Generative Adversarial Networks for Weakly Supervised Generation and Evaluation of Brain Tumor Segmentations on MR Images
This addresses the problem of reducing annotation burden for radiologists in medical imaging, though it is incremental as it builds on existing GAN and weakly supervised techniques.
The paper tackles brain tumor segmentation in MR images by proposing a weakly supervised GAN-based method that uses only binary image-level labels, achieving a test Dice coefficient of 83.91% and enabling pathology classification with a test AUC of 93.32%, comparable to using true segmentations.

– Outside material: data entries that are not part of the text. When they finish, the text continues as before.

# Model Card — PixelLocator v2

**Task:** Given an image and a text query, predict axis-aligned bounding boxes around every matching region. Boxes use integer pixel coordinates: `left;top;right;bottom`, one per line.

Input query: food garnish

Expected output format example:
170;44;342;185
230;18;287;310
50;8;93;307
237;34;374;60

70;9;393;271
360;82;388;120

Segmentation of regions of interest (ROIs) for identifying abnormalities is a leading problem in medical imaging. Using machine learning for this problem generally requires manually annotated ground-truth segmentations, demanding extensive time and resources from radiologists. This work presents a weakly supervised approach that utilizes binary image-level labels, which are much simpler to acquire, to effectively segment anomalies in 2D magnetic resonance images without ground truth annotations. We train a generative adversarial network (GAN) that converts cancerous images to healthy variants, which are used along with localization seeds as priors to generate improved weakly supervised segmentations. The non-cancerous variants can also be used to evaluate the segmentations in a weakly supervised fashion, which allows for the most effective segmentations to be identified and then applied to downstream clinical classification tasks. On the Multimodal Brain Tumor Segmentation (BraTS) 2020 dataset, our proposed method generates and identifies segmentations that achieve test Dice coefficients of 83.91%. Using these segmentations for pathology classification results with a test AUC of 93.32% which is comparable to the test AUC of 95.80% achieved when using true segmentations.